Kubernetes System Design Interview Prep

The 5-Step Reasoning Framework

You have prepared for weeks. You can recite the life of a pod. You know the difference between a Deployment and a StatefulSet. You have read the etcd design doc twice.

The interviewer says: "Design Kubernetes for a fintech company."

You freeze.

Where do you start? Authentication? The control plane? Payments compliance? Node pools? Networking? The blank whiteboard is somehow harder than any YAML you have ever written, and the silence is stretching into an uncomfortable second, then a third, then a fifth.

This lesson exists so that never happens to you again. The 5-step framework is a set of verbal rails you can apply to any K8s system design question: fintech, gaming, e-commerce, IoT, AI, and produce a structured, scorable answer every time.

Why a Framework Beats Improvisation

Every strong senior engineer I have interviewed who passed the loop had some version of a framework. The names differed, the step count differed, but the pattern was the same: a sequence of verbal moves that turned vague prompts into structured responses.

The framework does three things for you:

It removes the cold-start problem. You never stare at a blank whiteboard, because you always start at Step 1.
It signals structure to the interviewer. When you say "let me cover the non-functional requirements next," the interviewer immediately recognizes the move and gives you credit.
It prevents you from skipping load-bearing sections. Without a framework, almost everyone forgets either capacity math or trade-offs under pressure. The framework makes those steps non-skippable.

KEY CONCEPT

The framework is not a script.
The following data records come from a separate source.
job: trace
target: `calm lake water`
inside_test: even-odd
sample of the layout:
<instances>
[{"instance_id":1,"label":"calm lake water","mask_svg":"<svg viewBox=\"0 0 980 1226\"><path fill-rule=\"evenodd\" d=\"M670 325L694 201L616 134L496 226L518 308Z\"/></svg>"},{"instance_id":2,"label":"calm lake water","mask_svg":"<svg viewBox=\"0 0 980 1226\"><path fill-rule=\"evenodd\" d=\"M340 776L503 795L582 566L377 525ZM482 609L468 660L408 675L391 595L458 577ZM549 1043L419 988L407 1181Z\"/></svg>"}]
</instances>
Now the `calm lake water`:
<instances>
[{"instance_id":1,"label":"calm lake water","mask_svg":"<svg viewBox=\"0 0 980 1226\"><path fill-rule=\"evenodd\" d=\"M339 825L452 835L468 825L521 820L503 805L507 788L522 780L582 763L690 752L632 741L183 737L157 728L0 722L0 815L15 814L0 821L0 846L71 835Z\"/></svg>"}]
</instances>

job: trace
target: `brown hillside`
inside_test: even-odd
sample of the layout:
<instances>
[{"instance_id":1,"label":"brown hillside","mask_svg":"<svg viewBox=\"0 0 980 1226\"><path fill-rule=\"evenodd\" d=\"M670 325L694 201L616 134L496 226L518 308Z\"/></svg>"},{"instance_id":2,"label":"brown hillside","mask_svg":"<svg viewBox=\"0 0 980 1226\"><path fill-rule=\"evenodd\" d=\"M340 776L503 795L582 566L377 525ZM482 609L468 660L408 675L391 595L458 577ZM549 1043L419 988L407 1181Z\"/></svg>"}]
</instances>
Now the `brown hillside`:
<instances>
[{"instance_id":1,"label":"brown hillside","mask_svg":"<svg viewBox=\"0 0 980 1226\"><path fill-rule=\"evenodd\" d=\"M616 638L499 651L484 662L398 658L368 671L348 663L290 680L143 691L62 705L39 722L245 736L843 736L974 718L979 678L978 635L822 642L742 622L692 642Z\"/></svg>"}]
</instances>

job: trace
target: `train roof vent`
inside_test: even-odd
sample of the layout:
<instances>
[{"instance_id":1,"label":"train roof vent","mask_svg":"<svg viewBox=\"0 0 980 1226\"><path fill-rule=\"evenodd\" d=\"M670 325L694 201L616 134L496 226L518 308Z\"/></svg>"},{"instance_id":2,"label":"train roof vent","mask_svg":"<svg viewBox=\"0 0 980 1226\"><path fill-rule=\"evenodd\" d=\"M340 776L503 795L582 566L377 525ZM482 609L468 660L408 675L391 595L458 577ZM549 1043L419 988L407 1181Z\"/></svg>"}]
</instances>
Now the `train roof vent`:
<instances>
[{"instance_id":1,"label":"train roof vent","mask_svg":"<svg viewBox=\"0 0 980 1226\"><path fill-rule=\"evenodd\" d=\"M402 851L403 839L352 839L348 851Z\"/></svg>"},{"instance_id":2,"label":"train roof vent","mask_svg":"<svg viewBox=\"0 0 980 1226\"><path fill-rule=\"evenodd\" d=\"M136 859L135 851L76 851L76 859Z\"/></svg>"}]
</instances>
It is a set of rails. You will go off the rails when the interviewer probes, that is expected and good. The rails are there so you can always get back on after the detour.

The 5 Steps at a Glance

The 5-Step K8s System Design Framework

Click each step to explore

Step 1: Clarify (2-5 Minutes)

Before you design, you need four categories of information: functional requirements, non-functional requirements, constraints, and unknowns. Go in this order.

Functional Requirements

What does the system need to do? What workloads run on it? Stateless, stateful, batch, streaming, ML? Internal-facing or customer-facing? Read-heavy or write-heavy? The functional layer tells you what kind of primitives you will need: Deployments, StatefulSets, Jobs, CronJobs, Operators, before you pick any.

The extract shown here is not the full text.